VTune Profiler¶
Introduction¶
VTune Profiler performance profiler is a commercial application for software performance analysis of 32 and 64-bit x86-based machines. It's among a range of Intel tools that are installed and available at CERN through CVMFS. Since the compilers and performance tools are installed on CVMFS, they are available from any CVMFS-enabled Linux machine at CERN.
Starting VTune¶
The basic usage requires sourcing the necessary setup script and passing your executable to vtune (historically amplxe-cl).

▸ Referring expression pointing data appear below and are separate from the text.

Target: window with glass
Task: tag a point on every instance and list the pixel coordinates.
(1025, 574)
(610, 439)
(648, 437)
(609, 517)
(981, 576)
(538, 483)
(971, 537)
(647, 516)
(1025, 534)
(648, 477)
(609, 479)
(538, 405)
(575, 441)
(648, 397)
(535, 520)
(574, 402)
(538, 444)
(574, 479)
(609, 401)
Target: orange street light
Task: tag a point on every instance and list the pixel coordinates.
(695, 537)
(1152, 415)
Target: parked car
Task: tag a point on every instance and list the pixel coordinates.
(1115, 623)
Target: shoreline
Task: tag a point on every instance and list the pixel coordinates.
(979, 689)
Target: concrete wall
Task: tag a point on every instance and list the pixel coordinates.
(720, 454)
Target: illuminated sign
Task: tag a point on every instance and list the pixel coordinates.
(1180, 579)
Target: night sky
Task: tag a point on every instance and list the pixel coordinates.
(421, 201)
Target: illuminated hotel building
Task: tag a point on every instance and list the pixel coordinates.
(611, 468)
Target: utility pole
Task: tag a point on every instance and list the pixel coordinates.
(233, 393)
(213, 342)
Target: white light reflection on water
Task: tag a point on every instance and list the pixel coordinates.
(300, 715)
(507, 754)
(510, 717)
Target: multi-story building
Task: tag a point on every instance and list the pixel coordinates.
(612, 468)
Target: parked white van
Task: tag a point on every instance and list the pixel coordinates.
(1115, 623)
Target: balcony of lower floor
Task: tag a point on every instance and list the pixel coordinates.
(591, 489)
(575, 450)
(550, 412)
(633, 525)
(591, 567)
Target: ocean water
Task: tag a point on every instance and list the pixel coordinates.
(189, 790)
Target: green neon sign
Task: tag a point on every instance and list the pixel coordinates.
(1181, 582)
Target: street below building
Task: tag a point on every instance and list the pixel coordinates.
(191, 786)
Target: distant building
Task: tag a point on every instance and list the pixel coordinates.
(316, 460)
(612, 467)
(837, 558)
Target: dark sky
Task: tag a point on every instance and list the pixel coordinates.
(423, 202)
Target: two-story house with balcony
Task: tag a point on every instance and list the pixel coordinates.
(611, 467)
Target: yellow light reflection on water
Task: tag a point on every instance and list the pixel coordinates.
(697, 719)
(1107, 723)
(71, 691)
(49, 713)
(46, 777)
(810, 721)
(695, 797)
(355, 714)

In practice, this means:
# Setup Intel Tools
# Do this before running asetup to avoid python clashes
source /cvmfs/projects.cern.ch/intelsw/oneAPI/linux/all-setup.sh;
# Setup the latest 24.0 Athena nightly for Reco_tf.py
lsetup "asetup Athena,24.0,latest"
# Run a q445 job to generate the pickle file (to avoid profiling the configuration step)
ATHENA_CORE_NUMBER=1 Reco_tf.py \
--CA \
--AMI q445 \
--maxEvents -1 \
--multithreaded="True" \
--conditionsTag="$(python -c 'from AthenaConfiguration.TestDefaults import defaultConditionsTags; print(defaultConditionsTags.RUN3_MC)')" \
--outputAODFile="myAOD.MT.pool.root" \
--perfmon=none \
--athenaopts="--config-only=reco_q445.pkl"
# Run profiling
vtune -no-follow-child -mrte-mode=native -collect hotspots -- \
"$(which python)" "$(which athena.py)" \
--preloadlib="$ATLASMKLLIBDIR_PRELOAD/libintlc.so.5:$ATLASMKLLIBDIR_PRELOAD/libimf.so" \
reco_q445.pkl
Note
May 20, 2021: With VTune 2021.2+ and Python 3.7+, trying to profile a python job that would use cppyy (so all athena.py jobs...) makes the process hang. (See ATLINFR-4105 for a more detailed description of the problem.) To circumvent that issue, the -mrte-mode flag, as shown above, is needed.
This should produce a folder called r000hs and a file called r000hs.vtune therein, which contains the profiling output. The results can be visualized using the GUI via:
# Invoke the GUI for visualization
vtune-gui r000hs/r000hs.vtune

It is also possible to create call-graphs using VTune output. First, you need to obtain a Python script called gprof2dot from this GitHub project and then:
vtune -report gprof-cc -result-dir output -format text -report-output output.txt
gprof2dot.py -f axe output.txt | dot -Tpng -o output.png
--strip and --color-nodes-by-selftime. The last one gives what GPerfTool normally does, and the first strips the full variables' names in functions.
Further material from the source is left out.